ISLAMABAD - An eight-member panel of Pakistani lawyers will leave for India to cross-examine the witnesses of Mumbai attack case.
In this regard, Special Prosecutor of Federal Investigation Agency (FIA) Azhar Chaudhry informed the Anti-Terrorism Court (ATC) Judge Atiq-ur-Rehman about the schedule of Pakistani judicial commission regarding the visit to India.
Later, the judge directed him to produce the gazette notification for the departure of the commission to India and deferred the hearing of the case for further proceedings till September 3.
Talking to journalists outside the courtroom after the hearing of the case, Azhar Chaudhry said that Indian government had issued schedule for the visit of Pakistani panel to cross-examine the witnesses.
According to the schedule, Pakistani panel was to leave for India on September 5 or 6 but now it would leave on September 7 due to non-availability of flights.
The panel of lawyers would cross-examine four witnesses - Magistrate RV Sawant Waghule, who recorded the confessional statement of Ajmal Kasab; Ramesh Mahale, chief investigating officer of the case; and Ganesh Dhunraj and Chintaman Mohite, the two doctors who carried out the post-mortem of the slain assailants.
The FIA prosecutor told that Indian Foreign Ministry Affairs issued the said schedule on August 23 and then it was sent to Pakistani Interior Ministry through diplomatic channels.
He told that Mumbai High Court had appointed additional metropolitan Magistrate as presiding officer of the commission.
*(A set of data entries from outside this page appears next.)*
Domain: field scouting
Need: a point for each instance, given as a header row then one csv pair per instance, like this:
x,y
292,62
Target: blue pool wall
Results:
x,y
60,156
Azhar informed that Pakistani panel consists of four defendants’ lawyers including Khawaja Haris Ahmed, Riaz Akram Cheema, Khizar Hayat and Raja Ehsanullah Satti while other members include FIA Special Prosecutor Azhar Chaudhary, Syed Husnanin Abuzar Pirzada, Deputy Director FIA Faqeer Muhammad and a court staffer Abdul Hameed.
It is worth mentioning here that on November 26, 2008, 10 gunmen laid siege to the city of Mumbai in attacks that lasted nearly three days. It was the deadliest militant onslaught on Indian soil since independence, killing 166 people.
Later, seven men including Zakiur Rehman Lakhvi, Hammad Amin Sadiq, Shahid Jamil Riaz, Younas Anjum, Jamil Ahmed, Mazhar Iqbal and Abdul Majid were arrested in Pakistan in connection with the Mumbai attacks and court proceedings started against them.